26. Friedensfest: Herz statt Hetze

Iserlohn. (th) An einem neuen Standort, aber mit dem gleichen Konzept wie immer, findet das 26. Friedensfestival vom 24. bis 26. Juni 2016 statt. „Umsonst und draußen“  erwarten 13 Bands aus ganz Deutschland die Besucher diesmal auf der Wiese unterhalb des Parktheaters. Das Motto in diesem Jahr: „Herz statt Hetze“.

Die Gegendemonstranten zu „Pegida“ entwickelten diesen Spruch, den das Friedensplenum Iserlohn bereits für eine eigene Demo benutzte und nun auch als Festmotto wählte. Auf der Bühne wird es während der Festivalzeit immer wieder auch politische Impulse zu aktuellen Themen geben.

Vielseitiges Programm

Vor allem aber spielt auf der Bühne im wahrsten Sinne des Wortes die Musik. Die Besucher dürfen sich auf eine bunte Mischung aus Punk, Rock, Hea­vy Metal und Reggae freuen. Die Headliner sind die Bands „Arsen“, „Rantanplan“ und „Fatcat“, aus Iserlohn sind die „Escart“, „Woeste“ und der „Werkschor Auerweg“ dabei.

Darüber hinaus gibt es Essen und Getränke zu fairen Preisen, auch wenn die Getränkepreise im Vergleich zum Vorjahr leicht gestiegen sind. Diese erste Preiserhöhung seit 16 Jahren, als die D-Mark-Preise in Euro umgerechnet werden mussten, hängt neben steigenden Kosten vor allem mit einer Vereinfachung zusammen, die besonders das Personal entlasten soll.

Helfer-Brunch am Sonntag

Helferinnen und Helfer werden nach wie vor gesucht, für das Friedensfest und auch für die regelmäßige Mitwirkung im Friedensplenum. Am Sonntag, 22. Mai, findet im Jugendzentrum am Karnacksweg ab 11 Uhr ein Brunch für alle Helferinnen und Helfer statt, Interessierte können einfach vorbei kommen.
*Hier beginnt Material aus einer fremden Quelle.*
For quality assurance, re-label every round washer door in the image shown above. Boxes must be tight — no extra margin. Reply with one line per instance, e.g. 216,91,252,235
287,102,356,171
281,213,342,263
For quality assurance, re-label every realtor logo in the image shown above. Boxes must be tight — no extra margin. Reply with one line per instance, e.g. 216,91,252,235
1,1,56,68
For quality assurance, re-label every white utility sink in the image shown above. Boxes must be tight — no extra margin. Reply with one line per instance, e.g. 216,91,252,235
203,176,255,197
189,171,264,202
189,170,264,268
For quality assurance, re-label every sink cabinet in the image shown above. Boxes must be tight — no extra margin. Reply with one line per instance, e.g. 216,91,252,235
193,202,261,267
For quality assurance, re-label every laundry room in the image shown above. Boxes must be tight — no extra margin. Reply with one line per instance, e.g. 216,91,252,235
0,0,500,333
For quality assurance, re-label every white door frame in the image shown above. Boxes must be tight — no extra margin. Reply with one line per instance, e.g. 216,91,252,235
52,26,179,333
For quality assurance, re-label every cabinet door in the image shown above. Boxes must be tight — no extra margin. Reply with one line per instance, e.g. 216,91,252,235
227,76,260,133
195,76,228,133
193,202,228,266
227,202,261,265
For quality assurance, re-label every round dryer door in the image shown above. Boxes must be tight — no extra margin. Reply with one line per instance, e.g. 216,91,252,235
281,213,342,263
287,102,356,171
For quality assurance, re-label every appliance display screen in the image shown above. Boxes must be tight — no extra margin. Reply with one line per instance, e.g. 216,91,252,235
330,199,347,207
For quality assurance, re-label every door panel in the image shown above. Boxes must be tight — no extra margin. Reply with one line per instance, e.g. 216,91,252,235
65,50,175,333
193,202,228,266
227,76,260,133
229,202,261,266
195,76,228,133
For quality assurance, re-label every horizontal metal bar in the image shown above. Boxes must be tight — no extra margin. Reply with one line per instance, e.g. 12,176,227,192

Für das Friedensfest und auch ins Friedensplenum möchten die Verantwortlichen auch Flüchtlinge gezielt einladen, unter anderem auf diese Weise füllen sie das diesjährige Motto mit Leben.
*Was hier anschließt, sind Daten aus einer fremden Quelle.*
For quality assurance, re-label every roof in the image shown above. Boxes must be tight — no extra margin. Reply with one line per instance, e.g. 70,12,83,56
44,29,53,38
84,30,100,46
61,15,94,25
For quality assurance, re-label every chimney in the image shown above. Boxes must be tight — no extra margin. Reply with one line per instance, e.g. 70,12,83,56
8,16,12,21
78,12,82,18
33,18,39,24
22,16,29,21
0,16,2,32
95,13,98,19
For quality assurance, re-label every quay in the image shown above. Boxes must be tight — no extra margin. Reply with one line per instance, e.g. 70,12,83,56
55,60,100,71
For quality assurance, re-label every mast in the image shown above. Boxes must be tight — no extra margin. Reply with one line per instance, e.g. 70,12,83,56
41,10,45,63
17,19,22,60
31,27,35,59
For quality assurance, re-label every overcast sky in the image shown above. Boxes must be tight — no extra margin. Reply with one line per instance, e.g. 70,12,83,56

Dass das Fest auf der Wiese beim Parktheater stattfindet, liegt daran, dass der Platz an der Bauernkirche noch nicht fertig ist. Da ein neuer Standort viele neue Herausforderungen birgt, hat der bereits erfahrene Jörg Jung die Leitung der Vorbereitungen ein zweites Mal übernommen, obwohl das Friedensplenum diese Aufgabe eigentlich nicht zwei Mal an dieselbe Person vergeben möchte.
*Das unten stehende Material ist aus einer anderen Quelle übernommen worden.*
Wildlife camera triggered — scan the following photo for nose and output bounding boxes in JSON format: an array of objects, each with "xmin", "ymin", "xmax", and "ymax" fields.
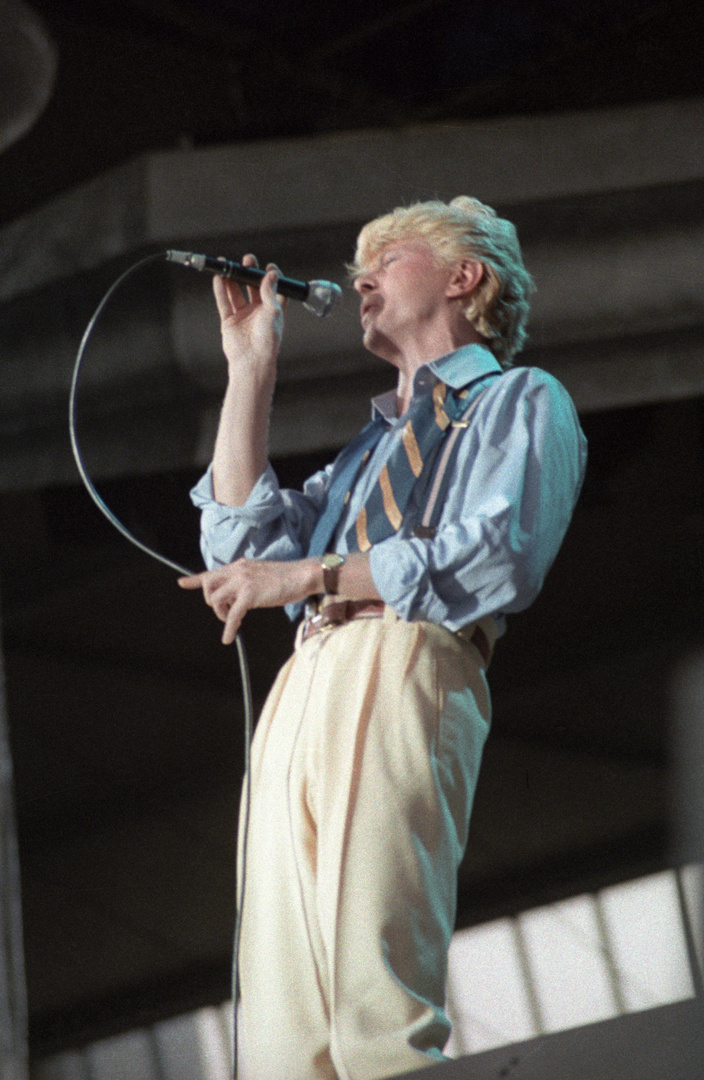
[{"xmin": 354, "ymin": 270, "xmax": 374, "ymax": 296}]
2017 wieder an der Bauernkirche

Im nächsten Jahr sind die Bauarbeiten am Fritz-Kühn-Platz voraussichtlich abgeschlossen und das Friedensfest kann wieder an gewohnter Stelle stattfinden. Ob es dann auch wieder zeitgleich zum Schützenfest des IBSV ausgerichtet wird, ist noch unklar. Im vergangenen Jahr war das Friedensfest erstmalig bewusst auf ein anderes Wochenende verschoben worden. In diesem Jahr war aufgrund der räumlichen Nähe des Festgeländes eine Zeitgleichheit von Anfang an ausgeschlossen.